1分程度の簡潔な動画でも「使いやすそう」「これなら自分でもできそう」と思わせることができれば、そこからECサイトや店舗への導線をつくることが可能です。また、育児グッズに関しては「保存しておきたい」「家族と共有したい」というニーズも多く、再生回数が伸びやすいジャンルでもあります。
デメリット
撮影・編集にかかるコストと時間的負担
育児グッズは使い方や安全性を視覚で伝える必要があり、撮影・編集に手間がかかります。ベビーカーなどの多機能商品では、複数のカットや角度が求められ、外注すれば費用がかさみ、内製でも機材や人的リソースの負担が大きくなります。

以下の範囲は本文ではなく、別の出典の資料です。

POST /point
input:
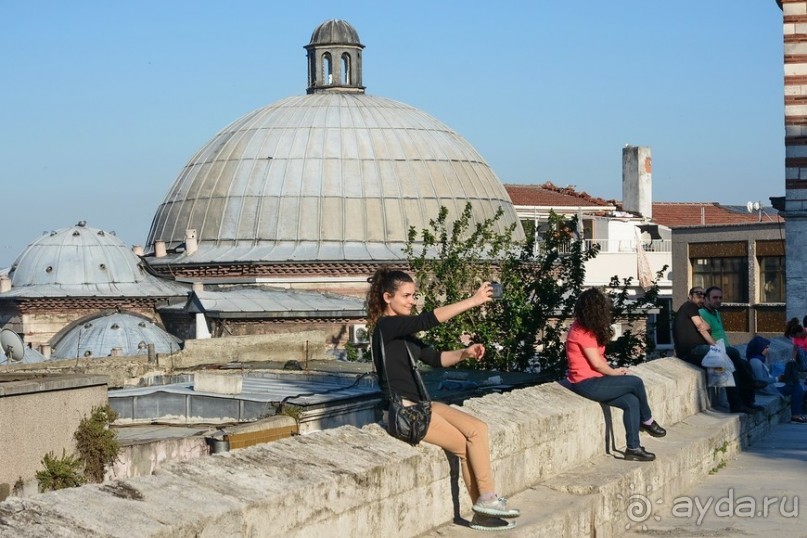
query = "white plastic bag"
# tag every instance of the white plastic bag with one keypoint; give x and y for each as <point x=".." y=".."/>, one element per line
<point x="717" y="358"/>
<point x="719" y="377"/>
<point x="713" y="359"/>
<point x="720" y="369"/>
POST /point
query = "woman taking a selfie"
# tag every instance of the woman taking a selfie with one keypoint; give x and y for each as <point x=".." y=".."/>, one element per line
<point x="390" y="301"/>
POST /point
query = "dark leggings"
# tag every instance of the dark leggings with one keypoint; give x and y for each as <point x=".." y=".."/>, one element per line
<point x="623" y="391"/>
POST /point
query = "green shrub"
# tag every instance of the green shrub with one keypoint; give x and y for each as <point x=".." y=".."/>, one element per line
<point x="96" y="443"/>
<point x="60" y="473"/>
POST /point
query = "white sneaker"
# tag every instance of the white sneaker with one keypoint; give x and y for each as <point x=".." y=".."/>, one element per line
<point x="488" y="523"/>
<point x="497" y="507"/>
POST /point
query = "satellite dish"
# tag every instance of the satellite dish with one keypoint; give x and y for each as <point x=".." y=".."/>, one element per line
<point x="12" y="345"/>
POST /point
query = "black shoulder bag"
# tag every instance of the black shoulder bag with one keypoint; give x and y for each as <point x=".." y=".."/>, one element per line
<point x="407" y="423"/>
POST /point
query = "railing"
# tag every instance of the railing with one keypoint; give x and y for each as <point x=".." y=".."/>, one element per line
<point x="621" y="245"/>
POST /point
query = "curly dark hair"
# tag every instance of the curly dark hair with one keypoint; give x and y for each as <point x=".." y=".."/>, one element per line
<point x="384" y="280"/>
<point x="593" y="311"/>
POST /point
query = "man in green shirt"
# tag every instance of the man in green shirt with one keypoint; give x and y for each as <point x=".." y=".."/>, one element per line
<point x="743" y="375"/>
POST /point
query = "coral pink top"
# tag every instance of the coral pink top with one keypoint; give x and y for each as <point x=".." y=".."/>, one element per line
<point x="578" y="339"/>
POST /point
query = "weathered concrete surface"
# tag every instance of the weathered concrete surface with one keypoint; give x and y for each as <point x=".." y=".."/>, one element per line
<point x="61" y="401"/>
<point x="355" y="482"/>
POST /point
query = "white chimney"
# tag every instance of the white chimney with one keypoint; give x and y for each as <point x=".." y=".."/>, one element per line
<point x="190" y="242"/>
<point x="637" y="181"/>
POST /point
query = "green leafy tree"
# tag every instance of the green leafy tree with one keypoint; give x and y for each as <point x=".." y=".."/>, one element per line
<point x="540" y="287"/>
<point x="97" y="444"/>
<point x="60" y="473"/>
<point x="542" y="278"/>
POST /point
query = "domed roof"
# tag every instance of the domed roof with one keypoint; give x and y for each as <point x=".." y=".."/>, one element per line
<point x="80" y="260"/>
<point x="325" y="177"/>
<point x="335" y="31"/>
<point x="75" y="255"/>
<point x="99" y="336"/>
<point x="335" y="175"/>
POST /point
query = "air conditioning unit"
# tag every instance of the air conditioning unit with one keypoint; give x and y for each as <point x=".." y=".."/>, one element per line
<point x="359" y="334"/>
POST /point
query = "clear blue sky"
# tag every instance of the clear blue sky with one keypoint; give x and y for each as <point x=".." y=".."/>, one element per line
<point x="103" y="102"/>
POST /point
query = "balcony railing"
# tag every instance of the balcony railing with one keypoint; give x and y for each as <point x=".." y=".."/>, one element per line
<point x="625" y="245"/>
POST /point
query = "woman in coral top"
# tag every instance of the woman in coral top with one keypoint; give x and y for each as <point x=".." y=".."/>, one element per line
<point x="592" y="377"/>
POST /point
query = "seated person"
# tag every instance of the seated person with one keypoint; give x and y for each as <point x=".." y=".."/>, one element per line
<point x="592" y="377"/>
<point x="795" y="332"/>
<point x="692" y="341"/>
<point x="757" y="353"/>
<point x="743" y="377"/>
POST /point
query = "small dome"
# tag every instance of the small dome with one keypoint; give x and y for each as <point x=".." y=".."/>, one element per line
<point x="128" y="333"/>
<point x="77" y="255"/>
<point x="335" y="32"/>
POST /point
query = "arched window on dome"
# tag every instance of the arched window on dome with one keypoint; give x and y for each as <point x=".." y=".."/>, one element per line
<point x="327" y="68"/>
<point x="346" y="75"/>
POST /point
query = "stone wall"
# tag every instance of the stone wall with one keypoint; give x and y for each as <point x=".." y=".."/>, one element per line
<point x="358" y="482"/>
<point x="39" y="414"/>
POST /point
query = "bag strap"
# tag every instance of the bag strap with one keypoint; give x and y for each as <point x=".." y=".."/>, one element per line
<point x="422" y="392"/>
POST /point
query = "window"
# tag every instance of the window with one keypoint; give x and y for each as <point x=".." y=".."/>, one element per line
<point x="772" y="279"/>
<point x="327" y="68"/>
<point x="731" y="274"/>
<point x="345" y="69"/>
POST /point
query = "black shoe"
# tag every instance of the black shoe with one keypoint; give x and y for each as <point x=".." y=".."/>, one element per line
<point x="638" y="454"/>
<point x="653" y="429"/>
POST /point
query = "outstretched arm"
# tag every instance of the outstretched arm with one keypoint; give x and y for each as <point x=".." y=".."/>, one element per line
<point x="450" y="358"/>
<point x="482" y="296"/>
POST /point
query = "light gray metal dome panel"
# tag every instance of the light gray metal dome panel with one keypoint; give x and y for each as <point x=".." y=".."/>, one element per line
<point x="99" y="336"/>
<point x="335" y="31"/>
<point x="83" y="261"/>
<point x="326" y="176"/>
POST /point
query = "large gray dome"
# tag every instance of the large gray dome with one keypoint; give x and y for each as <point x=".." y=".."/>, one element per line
<point x="335" y="31"/>
<point x="335" y="175"/>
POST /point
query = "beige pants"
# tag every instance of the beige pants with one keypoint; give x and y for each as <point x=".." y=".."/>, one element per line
<point x="467" y="438"/>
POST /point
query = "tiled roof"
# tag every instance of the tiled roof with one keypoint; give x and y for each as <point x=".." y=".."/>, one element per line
<point x="675" y="214"/>
<point x="550" y="195"/>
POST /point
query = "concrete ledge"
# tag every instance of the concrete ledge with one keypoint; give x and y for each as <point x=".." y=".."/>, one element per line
<point x="594" y="499"/>
<point x="364" y="483"/>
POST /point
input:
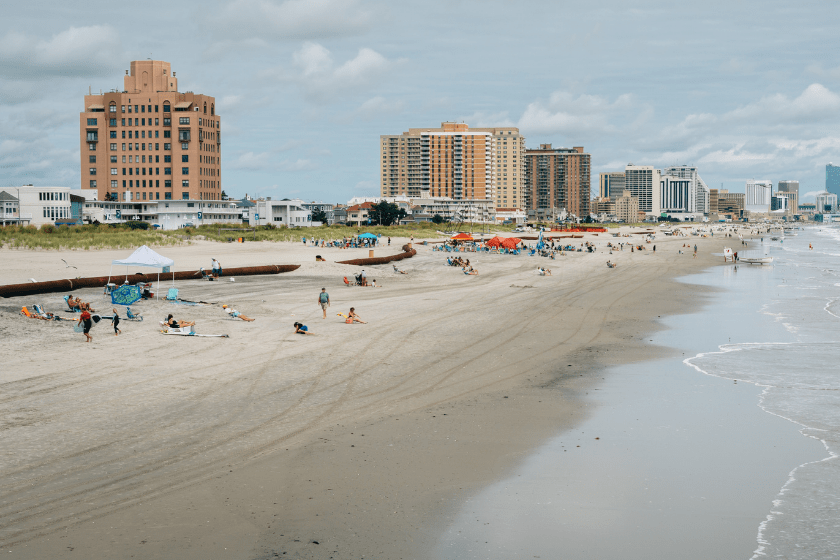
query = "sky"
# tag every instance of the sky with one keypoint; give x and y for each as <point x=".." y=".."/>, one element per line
<point x="304" y="88"/>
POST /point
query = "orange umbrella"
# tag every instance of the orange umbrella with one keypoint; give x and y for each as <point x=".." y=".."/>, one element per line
<point x="511" y="242"/>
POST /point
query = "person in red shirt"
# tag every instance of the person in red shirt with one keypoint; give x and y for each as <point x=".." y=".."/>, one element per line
<point x="88" y="323"/>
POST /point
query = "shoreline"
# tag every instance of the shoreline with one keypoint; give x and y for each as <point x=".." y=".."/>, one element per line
<point x="295" y="483"/>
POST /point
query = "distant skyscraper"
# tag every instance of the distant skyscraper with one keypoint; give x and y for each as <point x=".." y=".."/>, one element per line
<point x="558" y="178"/>
<point x="643" y="182"/>
<point x="789" y="186"/>
<point x="758" y="196"/>
<point x="611" y="185"/>
<point x="455" y="161"/>
<point x="832" y="178"/>
<point x="148" y="141"/>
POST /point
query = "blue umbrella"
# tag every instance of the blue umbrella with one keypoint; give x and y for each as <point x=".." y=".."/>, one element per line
<point x="126" y="295"/>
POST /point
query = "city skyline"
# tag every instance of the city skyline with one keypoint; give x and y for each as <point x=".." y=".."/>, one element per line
<point x="294" y="79"/>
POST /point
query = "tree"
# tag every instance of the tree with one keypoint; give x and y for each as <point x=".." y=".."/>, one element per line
<point x="385" y="213"/>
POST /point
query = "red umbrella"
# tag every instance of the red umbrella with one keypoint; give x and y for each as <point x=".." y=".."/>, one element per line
<point x="511" y="242"/>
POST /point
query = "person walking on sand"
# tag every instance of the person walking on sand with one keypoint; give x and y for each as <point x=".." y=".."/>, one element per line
<point x="116" y="322"/>
<point x="85" y="319"/>
<point x="324" y="300"/>
<point x="353" y="317"/>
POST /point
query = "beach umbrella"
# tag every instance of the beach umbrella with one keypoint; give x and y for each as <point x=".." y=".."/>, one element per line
<point x="511" y="242"/>
<point x="126" y="295"/>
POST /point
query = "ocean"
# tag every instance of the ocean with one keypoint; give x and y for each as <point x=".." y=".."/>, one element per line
<point x="727" y="450"/>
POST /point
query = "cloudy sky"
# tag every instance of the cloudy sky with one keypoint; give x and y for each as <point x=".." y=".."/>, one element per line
<point x="304" y="88"/>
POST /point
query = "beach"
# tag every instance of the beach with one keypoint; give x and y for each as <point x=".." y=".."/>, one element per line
<point x="360" y="441"/>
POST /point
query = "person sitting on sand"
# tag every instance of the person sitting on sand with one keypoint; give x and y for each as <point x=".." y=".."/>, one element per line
<point x="170" y="321"/>
<point x="236" y="314"/>
<point x="300" y="328"/>
<point x="353" y="317"/>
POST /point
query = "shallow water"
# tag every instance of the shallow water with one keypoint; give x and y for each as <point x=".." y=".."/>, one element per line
<point x="688" y="465"/>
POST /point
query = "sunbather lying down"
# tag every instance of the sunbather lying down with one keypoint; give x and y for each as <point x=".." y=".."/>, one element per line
<point x="170" y="321"/>
<point x="236" y="314"/>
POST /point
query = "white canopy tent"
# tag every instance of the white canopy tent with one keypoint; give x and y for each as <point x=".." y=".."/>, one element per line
<point x="148" y="258"/>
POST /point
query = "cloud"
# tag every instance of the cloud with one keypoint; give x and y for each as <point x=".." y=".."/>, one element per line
<point x="322" y="81"/>
<point x="268" y="161"/>
<point x="293" y="19"/>
<point x="76" y="52"/>
<point x="566" y="114"/>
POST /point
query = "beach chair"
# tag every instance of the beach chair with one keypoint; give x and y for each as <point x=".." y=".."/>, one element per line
<point x="131" y="316"/>
<point x="68" y="305"/>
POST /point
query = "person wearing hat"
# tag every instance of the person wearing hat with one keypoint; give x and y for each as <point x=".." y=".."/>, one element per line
<point x="236" y="314"/>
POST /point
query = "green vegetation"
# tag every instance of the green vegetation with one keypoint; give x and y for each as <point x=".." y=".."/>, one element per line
<point x="56" y="238"/>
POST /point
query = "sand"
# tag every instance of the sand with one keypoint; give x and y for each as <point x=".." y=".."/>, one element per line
<point x="359" y="441"/>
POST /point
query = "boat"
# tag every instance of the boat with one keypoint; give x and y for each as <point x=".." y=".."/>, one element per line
<point x="756" y="260"/>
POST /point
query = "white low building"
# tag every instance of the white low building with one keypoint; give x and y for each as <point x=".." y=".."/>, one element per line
<point x="286" y="212"/>
<point x="41" y="205"/>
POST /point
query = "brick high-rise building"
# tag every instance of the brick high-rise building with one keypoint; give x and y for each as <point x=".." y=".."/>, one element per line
<point x="149" y="141"/>
<point x="455" y="161"/>
<point x="558" y="178"/>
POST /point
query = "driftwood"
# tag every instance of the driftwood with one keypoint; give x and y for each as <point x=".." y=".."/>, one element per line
<point x="31" y="288"/>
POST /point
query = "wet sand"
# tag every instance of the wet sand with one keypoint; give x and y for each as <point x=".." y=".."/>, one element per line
<point x="363" y="438"/>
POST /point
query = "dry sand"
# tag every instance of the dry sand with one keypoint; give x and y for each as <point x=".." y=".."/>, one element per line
<point x="363" y="439"/>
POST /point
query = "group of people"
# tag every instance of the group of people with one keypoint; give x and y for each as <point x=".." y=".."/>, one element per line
<point x="76" y="304"/>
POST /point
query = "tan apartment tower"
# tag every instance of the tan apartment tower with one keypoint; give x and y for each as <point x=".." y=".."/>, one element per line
<point x="558" y="178"/>
<point x="455" y="161"/>
<point x="149" y="141"/>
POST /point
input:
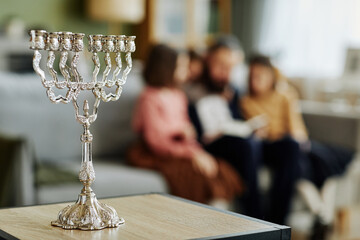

対策としては、スマホと無料編集ツールで簡単な短尺動画から始め、徐々に社内にノウハウを蓄積していくことが効果的です。
赤ちゃんや子どもを扱う難しさ
赤ちゃんや幼児は感情や動きの予測が難しく、思い通りに撮影が進まないことも多々あります。長時間の撮影は現実的でなく、自然なシーンを撮るには撮影者の工夫が必要です。
無理に実写にこだわるのではなく、静止画やイラストにナレーションやBGMを組み合わせることで、撮影負担を軽減しつつ印象に残る動画を作ることができます。「赤ちゃん視点」の構成を取り入れることで、表現の幅を広げられます。
クオリティによるブランドイメージへの影響
育児用品は「安心・安全」が重視されるため、動画の品質がそのままブランドへの信頼度に影響します。映像が暗い、音が聞こえにくい、説明が不足しているなどの動画は、ユーザーに不安感を与えかねません。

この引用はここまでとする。